Modeling of high resolution depth of interaction detector for small animal in-beam PET scanner

The development of novel PET imaging systems plays a key role in advancing in-beam range verification techniques for particle therapy. Within the ERC-funded SIRMIO project at LMU (www.lmu.de/sirmio), a compact, high-resolution PET scanner has been developed to accurately monitor dose delivery in preclinical proton irradiation studies. This thesis contributes to optimizing this technology by modeling and characterizing the depth-of-interaction (DOI) detector response of a single detection module, utilizing both experimental data and Geant4-based Monte Carlo simulations.

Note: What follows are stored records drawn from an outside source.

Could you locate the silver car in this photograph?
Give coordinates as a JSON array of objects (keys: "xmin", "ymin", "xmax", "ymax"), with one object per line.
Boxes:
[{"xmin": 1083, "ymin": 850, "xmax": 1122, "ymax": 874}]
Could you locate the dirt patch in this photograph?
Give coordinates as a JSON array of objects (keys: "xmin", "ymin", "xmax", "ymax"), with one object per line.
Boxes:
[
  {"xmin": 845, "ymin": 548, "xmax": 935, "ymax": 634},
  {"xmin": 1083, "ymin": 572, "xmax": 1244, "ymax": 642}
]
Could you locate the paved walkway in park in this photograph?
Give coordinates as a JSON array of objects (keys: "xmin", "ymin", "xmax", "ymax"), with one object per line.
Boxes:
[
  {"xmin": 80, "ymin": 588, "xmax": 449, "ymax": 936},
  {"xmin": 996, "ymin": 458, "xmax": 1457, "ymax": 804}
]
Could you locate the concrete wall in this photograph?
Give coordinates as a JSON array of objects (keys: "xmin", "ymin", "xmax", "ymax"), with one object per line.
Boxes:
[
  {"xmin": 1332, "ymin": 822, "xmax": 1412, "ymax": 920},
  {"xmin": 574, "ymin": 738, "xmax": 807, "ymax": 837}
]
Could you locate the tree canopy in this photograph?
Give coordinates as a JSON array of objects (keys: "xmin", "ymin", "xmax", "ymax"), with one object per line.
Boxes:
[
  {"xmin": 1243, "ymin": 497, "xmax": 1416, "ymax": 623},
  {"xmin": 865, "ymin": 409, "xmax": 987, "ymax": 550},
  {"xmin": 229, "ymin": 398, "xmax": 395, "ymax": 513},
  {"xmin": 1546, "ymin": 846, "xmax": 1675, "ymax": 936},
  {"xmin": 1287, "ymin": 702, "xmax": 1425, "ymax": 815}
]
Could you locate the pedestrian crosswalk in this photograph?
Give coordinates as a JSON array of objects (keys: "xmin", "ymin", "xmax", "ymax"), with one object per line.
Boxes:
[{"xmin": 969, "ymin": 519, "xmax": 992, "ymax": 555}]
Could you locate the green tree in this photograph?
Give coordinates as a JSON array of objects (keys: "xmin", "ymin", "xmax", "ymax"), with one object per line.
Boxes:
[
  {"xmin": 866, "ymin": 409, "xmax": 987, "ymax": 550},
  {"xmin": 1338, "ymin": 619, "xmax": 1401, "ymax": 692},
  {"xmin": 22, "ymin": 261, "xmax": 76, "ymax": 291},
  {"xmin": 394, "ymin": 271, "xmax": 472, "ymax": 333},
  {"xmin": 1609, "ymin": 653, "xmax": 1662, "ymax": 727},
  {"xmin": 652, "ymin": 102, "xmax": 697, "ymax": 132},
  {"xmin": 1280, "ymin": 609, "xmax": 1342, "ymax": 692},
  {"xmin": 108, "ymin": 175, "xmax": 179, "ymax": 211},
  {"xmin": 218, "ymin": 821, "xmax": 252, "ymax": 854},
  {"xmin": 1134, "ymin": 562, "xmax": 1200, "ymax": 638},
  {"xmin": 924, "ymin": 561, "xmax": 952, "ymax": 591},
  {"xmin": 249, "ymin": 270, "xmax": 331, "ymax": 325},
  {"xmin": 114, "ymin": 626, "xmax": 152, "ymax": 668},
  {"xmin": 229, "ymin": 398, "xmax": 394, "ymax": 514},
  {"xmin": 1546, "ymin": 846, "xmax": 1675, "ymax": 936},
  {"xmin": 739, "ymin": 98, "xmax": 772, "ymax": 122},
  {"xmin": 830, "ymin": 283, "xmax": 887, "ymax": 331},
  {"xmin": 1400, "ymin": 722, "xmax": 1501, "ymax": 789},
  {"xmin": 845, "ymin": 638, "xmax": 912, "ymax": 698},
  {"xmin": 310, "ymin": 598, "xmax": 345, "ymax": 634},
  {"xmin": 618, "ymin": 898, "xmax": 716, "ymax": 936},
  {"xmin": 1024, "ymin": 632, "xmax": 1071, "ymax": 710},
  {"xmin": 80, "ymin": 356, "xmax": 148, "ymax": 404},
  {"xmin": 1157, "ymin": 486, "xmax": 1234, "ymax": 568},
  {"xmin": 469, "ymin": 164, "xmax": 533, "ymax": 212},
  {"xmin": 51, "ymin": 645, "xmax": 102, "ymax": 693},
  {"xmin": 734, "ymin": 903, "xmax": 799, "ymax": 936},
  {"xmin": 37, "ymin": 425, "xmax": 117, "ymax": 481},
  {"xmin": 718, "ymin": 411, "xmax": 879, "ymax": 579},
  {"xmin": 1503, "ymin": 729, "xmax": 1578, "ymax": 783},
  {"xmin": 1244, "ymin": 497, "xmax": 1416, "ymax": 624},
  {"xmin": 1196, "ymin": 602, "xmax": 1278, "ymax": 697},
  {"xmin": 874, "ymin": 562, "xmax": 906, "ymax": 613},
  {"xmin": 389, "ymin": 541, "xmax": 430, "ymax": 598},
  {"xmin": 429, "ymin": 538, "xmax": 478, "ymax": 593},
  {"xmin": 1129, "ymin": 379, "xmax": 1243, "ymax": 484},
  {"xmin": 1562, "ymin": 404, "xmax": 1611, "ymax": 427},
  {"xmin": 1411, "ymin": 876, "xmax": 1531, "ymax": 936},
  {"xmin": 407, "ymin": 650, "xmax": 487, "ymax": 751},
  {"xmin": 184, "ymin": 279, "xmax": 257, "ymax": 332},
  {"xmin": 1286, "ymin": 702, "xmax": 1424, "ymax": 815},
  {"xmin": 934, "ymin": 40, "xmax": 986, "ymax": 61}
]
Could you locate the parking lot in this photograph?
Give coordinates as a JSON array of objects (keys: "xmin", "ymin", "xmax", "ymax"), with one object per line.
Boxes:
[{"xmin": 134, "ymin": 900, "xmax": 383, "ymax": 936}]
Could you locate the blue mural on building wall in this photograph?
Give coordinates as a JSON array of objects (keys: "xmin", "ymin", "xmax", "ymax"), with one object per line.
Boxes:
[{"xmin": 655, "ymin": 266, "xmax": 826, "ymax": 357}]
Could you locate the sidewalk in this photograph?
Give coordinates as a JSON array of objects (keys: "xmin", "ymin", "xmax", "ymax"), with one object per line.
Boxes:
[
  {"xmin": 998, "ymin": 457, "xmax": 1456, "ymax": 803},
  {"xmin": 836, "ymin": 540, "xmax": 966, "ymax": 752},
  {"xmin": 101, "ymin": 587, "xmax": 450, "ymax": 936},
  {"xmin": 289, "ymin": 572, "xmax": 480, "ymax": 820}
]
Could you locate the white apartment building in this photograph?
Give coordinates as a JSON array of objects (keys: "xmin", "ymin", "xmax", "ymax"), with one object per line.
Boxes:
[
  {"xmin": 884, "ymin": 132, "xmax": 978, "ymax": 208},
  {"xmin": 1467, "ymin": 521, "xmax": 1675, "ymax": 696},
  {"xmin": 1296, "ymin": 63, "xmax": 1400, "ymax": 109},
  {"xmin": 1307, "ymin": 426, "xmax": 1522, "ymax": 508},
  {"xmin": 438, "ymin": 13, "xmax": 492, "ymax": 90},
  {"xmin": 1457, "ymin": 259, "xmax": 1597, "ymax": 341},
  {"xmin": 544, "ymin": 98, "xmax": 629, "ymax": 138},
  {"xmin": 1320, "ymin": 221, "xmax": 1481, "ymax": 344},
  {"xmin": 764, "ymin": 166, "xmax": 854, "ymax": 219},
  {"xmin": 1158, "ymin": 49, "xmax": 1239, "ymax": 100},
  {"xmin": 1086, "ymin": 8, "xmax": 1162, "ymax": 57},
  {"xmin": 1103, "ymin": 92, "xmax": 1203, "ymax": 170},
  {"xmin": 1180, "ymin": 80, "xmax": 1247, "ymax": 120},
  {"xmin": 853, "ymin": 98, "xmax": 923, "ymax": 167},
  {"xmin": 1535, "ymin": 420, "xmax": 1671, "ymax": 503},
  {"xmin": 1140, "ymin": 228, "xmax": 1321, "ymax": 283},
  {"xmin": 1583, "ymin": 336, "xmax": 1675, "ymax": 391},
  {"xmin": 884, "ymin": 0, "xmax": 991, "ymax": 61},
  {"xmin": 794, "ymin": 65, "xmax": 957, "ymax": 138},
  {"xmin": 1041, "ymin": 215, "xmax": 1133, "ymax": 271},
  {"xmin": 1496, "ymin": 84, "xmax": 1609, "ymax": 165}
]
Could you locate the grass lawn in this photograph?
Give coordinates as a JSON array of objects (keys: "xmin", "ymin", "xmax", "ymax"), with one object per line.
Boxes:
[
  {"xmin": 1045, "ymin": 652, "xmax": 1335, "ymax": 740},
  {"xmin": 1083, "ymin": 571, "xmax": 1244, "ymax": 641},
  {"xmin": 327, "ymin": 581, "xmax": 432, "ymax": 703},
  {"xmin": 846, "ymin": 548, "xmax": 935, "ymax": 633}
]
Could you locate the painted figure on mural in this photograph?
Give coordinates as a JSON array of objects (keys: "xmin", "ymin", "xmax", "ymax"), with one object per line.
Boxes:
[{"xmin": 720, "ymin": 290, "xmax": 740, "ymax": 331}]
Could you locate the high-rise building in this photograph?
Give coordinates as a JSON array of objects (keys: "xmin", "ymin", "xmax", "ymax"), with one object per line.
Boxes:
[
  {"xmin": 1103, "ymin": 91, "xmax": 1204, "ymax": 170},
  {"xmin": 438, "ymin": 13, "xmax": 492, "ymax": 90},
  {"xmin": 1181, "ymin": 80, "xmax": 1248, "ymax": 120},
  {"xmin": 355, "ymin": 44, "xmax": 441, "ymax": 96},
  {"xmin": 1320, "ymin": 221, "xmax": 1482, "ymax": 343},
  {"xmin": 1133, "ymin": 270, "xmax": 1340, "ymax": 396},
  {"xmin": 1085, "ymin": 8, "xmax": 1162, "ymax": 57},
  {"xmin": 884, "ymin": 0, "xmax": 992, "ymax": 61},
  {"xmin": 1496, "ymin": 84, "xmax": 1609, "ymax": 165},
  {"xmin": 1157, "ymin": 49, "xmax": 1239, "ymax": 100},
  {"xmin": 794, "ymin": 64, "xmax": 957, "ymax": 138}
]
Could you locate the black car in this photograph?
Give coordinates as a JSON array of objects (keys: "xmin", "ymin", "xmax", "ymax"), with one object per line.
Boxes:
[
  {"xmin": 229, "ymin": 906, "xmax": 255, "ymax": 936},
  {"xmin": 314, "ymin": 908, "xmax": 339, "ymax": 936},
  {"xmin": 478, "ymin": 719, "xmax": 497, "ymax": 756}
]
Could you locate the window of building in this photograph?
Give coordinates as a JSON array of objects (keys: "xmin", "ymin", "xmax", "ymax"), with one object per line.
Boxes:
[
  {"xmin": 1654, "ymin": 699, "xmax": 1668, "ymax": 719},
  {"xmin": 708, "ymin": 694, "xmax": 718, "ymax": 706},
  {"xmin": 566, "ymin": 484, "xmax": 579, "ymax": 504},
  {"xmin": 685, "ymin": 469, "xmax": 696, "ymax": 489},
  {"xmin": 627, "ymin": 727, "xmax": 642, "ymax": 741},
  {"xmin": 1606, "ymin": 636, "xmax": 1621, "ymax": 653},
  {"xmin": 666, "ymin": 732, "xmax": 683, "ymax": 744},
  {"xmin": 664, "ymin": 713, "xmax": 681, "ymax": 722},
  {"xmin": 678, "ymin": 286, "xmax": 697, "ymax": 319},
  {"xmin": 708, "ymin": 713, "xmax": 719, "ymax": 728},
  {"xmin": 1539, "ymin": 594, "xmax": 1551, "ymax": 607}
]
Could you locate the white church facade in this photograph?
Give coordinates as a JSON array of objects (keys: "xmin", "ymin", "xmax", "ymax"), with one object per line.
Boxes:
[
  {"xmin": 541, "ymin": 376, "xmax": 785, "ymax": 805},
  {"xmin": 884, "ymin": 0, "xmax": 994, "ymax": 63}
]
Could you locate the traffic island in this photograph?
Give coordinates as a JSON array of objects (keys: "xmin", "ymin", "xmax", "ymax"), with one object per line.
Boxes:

Experimental measurements were performed using a micro Derenzo phantom (MediLumine, Canada) filled with 18F-FDG, supplemented by acquisitions with a 22Na source. A dedicated analysis pipeline, combining ROOT frameworks and custom Python scripts, was developed to extract precise spatial and spectral response parameters for each detector pixel. Parameters analyzed include pixel positions, spatial spread, and per-channel energy distributions. The generated pixel-wise database provides detailed insights into the detector’s response, significantly advancing the understanding of spectral and spatial features at the pixel level. Although this pixel-wise model has not yet been implemented for event-level filtering, it represents a critical step toward advanced classification methods aimed at selectively retaining true 511 keV single-interaction events. Ultimately, this foundational modeling work is expected to improve the overall spatial resolution, localization accuracy, and imaging performance of the SIRMIO PET scanner.